Everyone wants to go the agent route until the agent messes up once after working 99 times in a row. "Why did it make a silly mistake?" We don't know. "Well, let's put a few more guard rails around it." Sounds good... back to "workflows."

"But what about having another agent that quality controls your first agent?"

You should watch the CDO-squared scene from the Big Short again.

THIS so much. People are like "why human supervision when we can have agent supervsion" and always respond

> look if you don't trust the LLM to make the thing right in the first place, how are you gonna PROBABLY THE SAME LLM to fix it?

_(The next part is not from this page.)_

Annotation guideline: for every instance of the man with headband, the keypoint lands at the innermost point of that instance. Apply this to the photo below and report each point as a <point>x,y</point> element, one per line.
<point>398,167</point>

yes I know multiple passes improves performance, but it doesn't guarantee anything. for a lot of tool you might wanna call, 90% or even 99% accuracy isn't enough

Yup

I think it got started as AI tools for things like cancer detection based purely on deep learning started to outperform tools where humans guide the models what to look for. The expectation became that eventually this will happen for LLM agents too if only we can add more horsepower. But it seems like we've hit a bit of a ceiling there. The latest releases from OpenAI and Meta were largely duds despite their size, still very far from anything you'd trust for anything important, and there's nothing left to add to their training corpus that isn't already there.

Of course a new breakthrough could happen any day and get through that ceiling. Or "common sense" may be something that's out of reach for a machine without life experience. Until that shakes out, I'd be reluctant to make any big bets on any AI-for-everything solutions.

> Or "common sense" may be something that's out of reach for a machine without life experience

Maybe Doug Lenat's idea of a common sense knowledge base wasn't such a bad one.

I keep trying to tell my PM this

[deleted]

I screenshot that comment to send to my PM.